Triumphant Bainbridge enunciates her mind

THE NOVELIST Beryl Bainbridge won a major literary prize yesterday and followed it with musings that are unlikely to be beaten for political incorrectness in the whole of the prize-giving season.

First, she called for elocution lessons to be made compulsory in schools. In case that was not politically incorrect enough, Ms Bainbridge then guaranteed the wrath of her home city.

Although she is one of Liverpool's most famous daughters, the 64-year- old writer and former actress urged that all young people from the city endeavour to lose the Liverpool accent, which she described as "nasal" and "stupid".

Exuberant at winning the pounds 10,000 WH Smith Literary Award for her novel Master Georgie after missing out on the Booker and Whitbread prizes, Ms Bainbridge nevertheless played down both the value of book prizes and the love of reading in Britain.

Receiving her prize from the Arts minister Alan Howarth, who is promoting the Government's "Year of Reading", she said that she did not believe that the percentage of the population now reading novels was much greater than it was in Dickens' time.

"Sometimes I wonder whether I'm being given prizes at my age out of sympathy or pity ... I'm rather fortunate that all these things that are happening to me in the last two or three years are happening late enough for me not to take them too seriously," she said

Speaking later, she explained why she did not take book prizes too seriously, and did so with a reasoning unlikely to be endorsed by Mr Howarth, her home city or the nation's largest bookseller, which was giving the prize.

She said: "I'm not sure that prizes have a great deal of effect on the majority of people, but then the majority of people are uneducated.

"When I grew up in Liverpool in the Forties, I was in the Young Communists League at the age of 12, and it was people who were interested in politics who encouraged me to read.

"What would help England now would be to have elocution lessons in all schools. I had elocution lessons from the age of 11. I went with Jean Alexander [who played Hilda Ogden in Coronation Street] and they help you, not just to speak, but to enjoy language and reading. The uneducated now cannot spin out a sentence. You cannot have an education system that works for the majority if you publish a newspaper like The Sun."

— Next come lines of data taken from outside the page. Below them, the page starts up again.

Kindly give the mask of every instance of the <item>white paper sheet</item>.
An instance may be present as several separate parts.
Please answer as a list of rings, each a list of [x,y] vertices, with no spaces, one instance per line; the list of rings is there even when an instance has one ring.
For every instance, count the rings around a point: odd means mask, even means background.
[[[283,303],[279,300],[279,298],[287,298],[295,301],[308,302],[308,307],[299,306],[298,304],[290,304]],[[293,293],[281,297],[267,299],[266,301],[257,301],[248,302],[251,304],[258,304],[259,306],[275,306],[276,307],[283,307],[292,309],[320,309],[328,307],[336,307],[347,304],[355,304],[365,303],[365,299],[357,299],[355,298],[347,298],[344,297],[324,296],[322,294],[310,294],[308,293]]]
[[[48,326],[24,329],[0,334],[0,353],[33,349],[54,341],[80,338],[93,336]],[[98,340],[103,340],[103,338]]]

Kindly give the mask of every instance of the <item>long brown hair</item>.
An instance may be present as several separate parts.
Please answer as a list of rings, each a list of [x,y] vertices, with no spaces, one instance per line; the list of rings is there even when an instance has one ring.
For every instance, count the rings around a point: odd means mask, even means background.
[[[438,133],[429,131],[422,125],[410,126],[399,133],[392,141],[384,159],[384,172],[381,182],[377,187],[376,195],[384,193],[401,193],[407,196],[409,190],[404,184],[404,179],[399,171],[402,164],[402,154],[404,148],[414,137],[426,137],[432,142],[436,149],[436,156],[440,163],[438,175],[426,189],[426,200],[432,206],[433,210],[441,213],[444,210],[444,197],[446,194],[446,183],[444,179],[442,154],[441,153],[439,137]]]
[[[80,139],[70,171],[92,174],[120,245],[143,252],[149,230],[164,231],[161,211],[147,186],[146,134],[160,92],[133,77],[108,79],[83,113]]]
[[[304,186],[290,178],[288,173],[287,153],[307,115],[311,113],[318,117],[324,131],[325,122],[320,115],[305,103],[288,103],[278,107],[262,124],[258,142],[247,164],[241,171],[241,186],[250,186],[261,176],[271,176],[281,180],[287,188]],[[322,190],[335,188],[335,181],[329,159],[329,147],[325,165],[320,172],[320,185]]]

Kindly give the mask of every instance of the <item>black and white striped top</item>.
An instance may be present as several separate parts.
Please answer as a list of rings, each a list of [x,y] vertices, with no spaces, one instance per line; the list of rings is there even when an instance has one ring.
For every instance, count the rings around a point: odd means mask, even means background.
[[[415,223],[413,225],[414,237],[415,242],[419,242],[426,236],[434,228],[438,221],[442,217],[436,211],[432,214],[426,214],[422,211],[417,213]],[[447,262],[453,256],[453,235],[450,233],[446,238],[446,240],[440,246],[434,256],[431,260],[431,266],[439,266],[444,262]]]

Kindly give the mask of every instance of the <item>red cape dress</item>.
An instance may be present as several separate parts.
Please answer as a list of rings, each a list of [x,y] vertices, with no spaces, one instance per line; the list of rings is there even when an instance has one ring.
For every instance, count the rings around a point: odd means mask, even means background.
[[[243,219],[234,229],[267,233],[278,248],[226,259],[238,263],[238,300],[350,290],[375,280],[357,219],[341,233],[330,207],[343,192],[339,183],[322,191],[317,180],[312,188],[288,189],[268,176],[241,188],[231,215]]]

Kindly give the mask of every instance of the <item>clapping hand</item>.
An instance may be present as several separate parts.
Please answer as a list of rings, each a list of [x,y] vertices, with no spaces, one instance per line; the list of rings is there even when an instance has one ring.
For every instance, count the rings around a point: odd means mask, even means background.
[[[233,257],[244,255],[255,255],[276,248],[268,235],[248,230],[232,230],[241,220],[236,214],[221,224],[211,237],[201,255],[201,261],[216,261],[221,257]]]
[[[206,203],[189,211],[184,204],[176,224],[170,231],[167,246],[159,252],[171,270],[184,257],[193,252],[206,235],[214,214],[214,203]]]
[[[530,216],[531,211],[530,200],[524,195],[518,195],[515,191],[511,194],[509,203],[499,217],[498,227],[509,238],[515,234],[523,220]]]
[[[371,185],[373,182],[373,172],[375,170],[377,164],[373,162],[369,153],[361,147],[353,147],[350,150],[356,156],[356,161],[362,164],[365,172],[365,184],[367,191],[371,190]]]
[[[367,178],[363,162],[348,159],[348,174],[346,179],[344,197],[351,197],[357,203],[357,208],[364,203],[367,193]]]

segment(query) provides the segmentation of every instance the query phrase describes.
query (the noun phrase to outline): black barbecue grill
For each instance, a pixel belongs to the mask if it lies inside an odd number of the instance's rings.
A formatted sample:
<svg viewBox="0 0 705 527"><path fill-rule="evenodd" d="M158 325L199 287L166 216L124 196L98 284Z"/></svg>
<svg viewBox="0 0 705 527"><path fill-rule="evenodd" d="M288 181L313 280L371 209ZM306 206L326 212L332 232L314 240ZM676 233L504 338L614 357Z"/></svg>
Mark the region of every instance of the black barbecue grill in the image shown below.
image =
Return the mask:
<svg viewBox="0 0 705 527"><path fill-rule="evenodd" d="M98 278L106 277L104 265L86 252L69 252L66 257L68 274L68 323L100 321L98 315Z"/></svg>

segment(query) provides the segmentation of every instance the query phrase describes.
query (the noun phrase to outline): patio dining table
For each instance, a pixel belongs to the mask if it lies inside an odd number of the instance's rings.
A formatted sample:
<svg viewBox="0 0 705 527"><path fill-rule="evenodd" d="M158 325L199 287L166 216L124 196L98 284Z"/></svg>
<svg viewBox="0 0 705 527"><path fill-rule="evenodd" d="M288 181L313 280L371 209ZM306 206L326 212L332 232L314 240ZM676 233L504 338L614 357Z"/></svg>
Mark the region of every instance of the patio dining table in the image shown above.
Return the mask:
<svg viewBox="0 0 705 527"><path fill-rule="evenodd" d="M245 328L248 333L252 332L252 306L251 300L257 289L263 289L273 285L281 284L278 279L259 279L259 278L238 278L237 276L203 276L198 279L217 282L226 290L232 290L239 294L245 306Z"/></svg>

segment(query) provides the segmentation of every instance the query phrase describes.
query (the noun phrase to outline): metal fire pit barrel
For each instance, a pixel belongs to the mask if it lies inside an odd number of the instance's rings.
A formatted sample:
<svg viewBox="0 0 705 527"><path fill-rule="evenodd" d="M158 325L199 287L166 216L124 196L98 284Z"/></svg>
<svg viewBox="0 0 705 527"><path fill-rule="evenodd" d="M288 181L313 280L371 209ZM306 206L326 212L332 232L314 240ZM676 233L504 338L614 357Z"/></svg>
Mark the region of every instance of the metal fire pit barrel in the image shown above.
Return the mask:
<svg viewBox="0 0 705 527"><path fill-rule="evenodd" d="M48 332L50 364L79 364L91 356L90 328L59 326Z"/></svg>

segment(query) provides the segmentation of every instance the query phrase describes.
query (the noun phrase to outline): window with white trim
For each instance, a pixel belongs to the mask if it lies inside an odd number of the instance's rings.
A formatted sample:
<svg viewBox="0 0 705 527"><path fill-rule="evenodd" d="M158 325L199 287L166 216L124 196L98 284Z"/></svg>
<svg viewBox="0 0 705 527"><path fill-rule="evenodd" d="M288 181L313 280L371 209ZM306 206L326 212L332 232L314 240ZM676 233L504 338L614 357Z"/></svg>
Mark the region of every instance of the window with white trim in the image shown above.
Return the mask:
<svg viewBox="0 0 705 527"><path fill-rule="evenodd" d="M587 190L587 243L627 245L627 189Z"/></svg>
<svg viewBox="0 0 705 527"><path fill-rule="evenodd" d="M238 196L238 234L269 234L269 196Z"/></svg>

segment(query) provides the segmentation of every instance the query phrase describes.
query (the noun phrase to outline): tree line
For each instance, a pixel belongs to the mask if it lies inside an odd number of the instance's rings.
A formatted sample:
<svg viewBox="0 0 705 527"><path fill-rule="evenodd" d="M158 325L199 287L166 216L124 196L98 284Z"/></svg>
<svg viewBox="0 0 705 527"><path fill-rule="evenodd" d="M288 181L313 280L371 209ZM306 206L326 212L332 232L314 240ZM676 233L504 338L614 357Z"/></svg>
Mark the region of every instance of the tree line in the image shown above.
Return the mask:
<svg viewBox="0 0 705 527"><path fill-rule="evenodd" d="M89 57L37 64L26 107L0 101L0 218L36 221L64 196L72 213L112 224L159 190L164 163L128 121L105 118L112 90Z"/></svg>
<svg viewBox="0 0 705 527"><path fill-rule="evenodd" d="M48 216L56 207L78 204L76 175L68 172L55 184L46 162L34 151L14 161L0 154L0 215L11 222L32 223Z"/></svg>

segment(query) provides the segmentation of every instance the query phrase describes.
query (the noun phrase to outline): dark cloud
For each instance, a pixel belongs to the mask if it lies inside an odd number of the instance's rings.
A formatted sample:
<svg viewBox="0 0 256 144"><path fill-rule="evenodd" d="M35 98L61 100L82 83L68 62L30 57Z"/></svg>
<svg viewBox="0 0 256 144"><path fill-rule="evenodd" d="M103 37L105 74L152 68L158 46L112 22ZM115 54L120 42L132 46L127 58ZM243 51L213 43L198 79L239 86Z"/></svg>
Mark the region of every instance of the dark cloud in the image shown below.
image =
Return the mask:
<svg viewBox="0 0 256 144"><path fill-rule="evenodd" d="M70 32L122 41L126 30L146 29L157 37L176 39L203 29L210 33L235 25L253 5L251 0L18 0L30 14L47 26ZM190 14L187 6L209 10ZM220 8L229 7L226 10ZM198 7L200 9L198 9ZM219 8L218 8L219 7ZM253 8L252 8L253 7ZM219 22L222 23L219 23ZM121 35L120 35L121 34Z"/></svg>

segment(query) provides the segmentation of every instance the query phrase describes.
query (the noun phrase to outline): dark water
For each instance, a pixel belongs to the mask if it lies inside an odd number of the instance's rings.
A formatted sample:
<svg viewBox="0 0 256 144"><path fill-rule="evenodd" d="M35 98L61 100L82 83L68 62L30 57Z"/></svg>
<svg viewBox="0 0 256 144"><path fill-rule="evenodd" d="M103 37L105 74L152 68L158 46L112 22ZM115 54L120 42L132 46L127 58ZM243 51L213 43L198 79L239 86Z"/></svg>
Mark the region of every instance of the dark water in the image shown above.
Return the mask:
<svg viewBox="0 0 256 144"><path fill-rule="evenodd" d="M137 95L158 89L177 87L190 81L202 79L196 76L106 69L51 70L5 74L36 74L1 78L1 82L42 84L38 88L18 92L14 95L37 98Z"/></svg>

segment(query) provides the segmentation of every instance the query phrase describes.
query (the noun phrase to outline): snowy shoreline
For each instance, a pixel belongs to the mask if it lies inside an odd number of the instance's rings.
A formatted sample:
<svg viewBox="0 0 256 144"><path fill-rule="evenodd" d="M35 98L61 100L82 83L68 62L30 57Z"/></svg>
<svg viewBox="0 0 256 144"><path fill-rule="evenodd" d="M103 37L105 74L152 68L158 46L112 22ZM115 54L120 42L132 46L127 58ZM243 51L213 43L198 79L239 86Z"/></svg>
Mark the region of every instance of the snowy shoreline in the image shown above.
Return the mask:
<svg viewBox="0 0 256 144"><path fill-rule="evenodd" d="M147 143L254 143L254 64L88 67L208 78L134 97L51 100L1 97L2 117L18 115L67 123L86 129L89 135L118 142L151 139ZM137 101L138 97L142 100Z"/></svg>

As part of her drive for elocution for all, she advocated that Liverpudlians should lose their accent. "It's not a dialect," she said, "it's nasal, and that's what they should get rid of. My father didn't have that stupid Liverpool accent.

"Have you ever listened to them on Brookside? They don't speak the English language."

Mr Howarth said that he had been delighted to present Ms Bainbridge with her cheque and noted that it had been an excellent lunch.